I first caught wind of The Joy Formidable from their good but forgettable 2009 EP A Balloon Called Moaning. The EP featured early versions of many of the same songs that would later appear on their debut full-length The Big Roar, which came out back in January. I talked to over a dozen people who saw the band at SXSW last month, and not a single one had anything but lavish praise for The Joy Formidable's intense, high-energy live show. So by the time Wednesday night's show rolled around, my expectations were at a nearly all-time high—which normally would be setting myself up for disappointment, but thankfully that wasn't even remotely the case.
First opener The Lonely Forest played a very spirited and energetic set of catchy pop rock tunes that reminded me of the late band Troubled Hubble. There was actually a good chunk of the audience up front singing along and clearly familiar with the band's music. Lead singer John Van Deusen announced that he was born here nearly 24 years ago before relocating to Washington state; he quickly clarified that he actually was born in Edina and apologized for being a "cake eater," which got a nice laugh from the still filling-in crowd. The Lonely Forest will be back in May opening for Death Cab For Cutie at First Avenue's Mainroom, and I'm excited to see how their show translates to the big stage.
Second opener Mona, from Nashville, didn't fare as well for me unfortunately. They certainly are more than capable musicians, but their songs are unremarkable and their coiffed hair, tight shirts, and designer jeans didn't do them any favors. Considering they are opening for Kings of Leon and even Morrissey in Europe this summer, I don't think it really matters what I thought of them, as they'll likely be a pretty big band soon.
After a somewhat painfully long 45-minute set break, the Welsh-via-London three-piece Joy Formidable started the show with the non-album track "Greyhounds in the Slips," which due to its relative obscurity didn't quite generate the crowd response I was hoping for. Thankfully the second song, "The Magnifying Glass," got the crowd heated up just in time for "Austere," easily one of the highlights on their full-length. Another album highlight is "Cradle," which followed a few songs later; if it wasn't for the epic song that ended the show, it would have easily been the highlight of the entire show. Most bands would kill to have that as their high point of their live show, but thankfully The Joy Formidable saved some in the tank.

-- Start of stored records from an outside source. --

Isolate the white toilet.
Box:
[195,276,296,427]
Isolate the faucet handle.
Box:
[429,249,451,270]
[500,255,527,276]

The chemistry between the bleached blonde front woman Ritzy Bryan and the other two members, bassist Rhydian Dafydd and especially drummer Matt Thomas was just pure joy to watch. As talented as everyone in the band is, it's certainly clear that Ritzy is the true star, and rightfully so. Her emphatic energy and piercing yet alluring stare make it hard to take your eyes off her. After two more album cuts, "Buoy" and "I Don't Want to See You Like This," the band finally played "Whirring," the one song that everyone who had heard of them before the show was at least familiar with—thanks to frequent spins on The Current.
"Whirring" began its life as a 3.5-minute rocker with an irresistible hook on The Joy Formidible's debut EP and has since morphed into a nearly seven-minute smashing epic with an incredible cacophony bridge, as it appears on The Big Roar. It seems like at some point the band decided to re-record to try and capture some of their fantastic live chemistry, and boy, did it ever work. The original fades out for the last 15-20 seconds, which after hearing the newer version seems like one of the bigger musical abominations you could imagine. Context aside, I don't think much could have prepared me for just how intense the song is live. I'm not one for clichéd metaphors, but the noise and intensity they brought forth during that song made me wonder if that's not unlike what being in the eye of a tornado might sound and feel like. Stretched out to well over eight minutes and ending up with a pile of instruments strewn about the stage, there was just no way they could have ever topped that by coming out for an encore. Any audience member who felt disappointed or cheated that they didn't play an encore was just mistaken, and I honestly would have been disappointed had they came back after that performance. Sometimes you just have to empty the tank on stage and leave the audience gasping for air.
The Joy Formidable's seven-song, 50-minute performance was easily my favorite performance so far in 2011, and it will be hard for any band I've yet to see live top it.